BOSTON — A former brother-in-law of Boston Marathon bomber Dzhokhar Tsarnaev testified Wednesday from Kazakhstan about the role of a conservative Muslim convert who steered Tsarnaev’s older brother toward a stricter version of Islam.

Elmirza Khozhugov, the former husband of Tsarnaev’s sister Ailina Tsarnaeva, testified on live video for the defense from Almaty, the largest city in Kazakhstan. The Tsarnaev family – ethnic Chechens – lived in the former Soviet republic of Kyrgyzstan before moving to the U.S. when Dzhokhar was 8.

A federal jury will soon decide whether Dzhokhar, 21, should be executed or sentenced to life in prison for the 2013 bombings that killed three people and wounded more than 260.

The defense is trying to show that Dzhokhar was heavily influenced by his radicalized 26-year-old brother, Tamerlan, whom they call the mastermind of the plot. Tamerlan was killed days after the bombing during a getaway attempt.

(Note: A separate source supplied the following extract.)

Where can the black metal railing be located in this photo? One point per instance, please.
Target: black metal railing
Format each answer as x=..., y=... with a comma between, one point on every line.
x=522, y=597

Khozhugov said the Muslim convert named Misha often visited the Tsarnaev apartment in Cambridge, Massachusetts, to talk to Tamerlan about Islam. “I wouldn’t call it formally a lesson, but he was teaching him and suggesting books to read … expressing his own views about that faith to Tamerlan,” Khozhugov said.

He said Tamerlan told him he quit boxing, stopped taking acting classes, and stopped playing and listening to music after Misha said those activities were not appropriate in Islam.

Khozhugov also described the close-knit relationship between the brothers.

The defense also tried to diffuse an image of Tsarnaev giving the middle finger to a camera in his holding cell the day he was arraigned in the bombing. Deputy U.S. Marshal Kevin Roche testified Tsarnaev apologized when he and his supervisor went to talk to him afterward.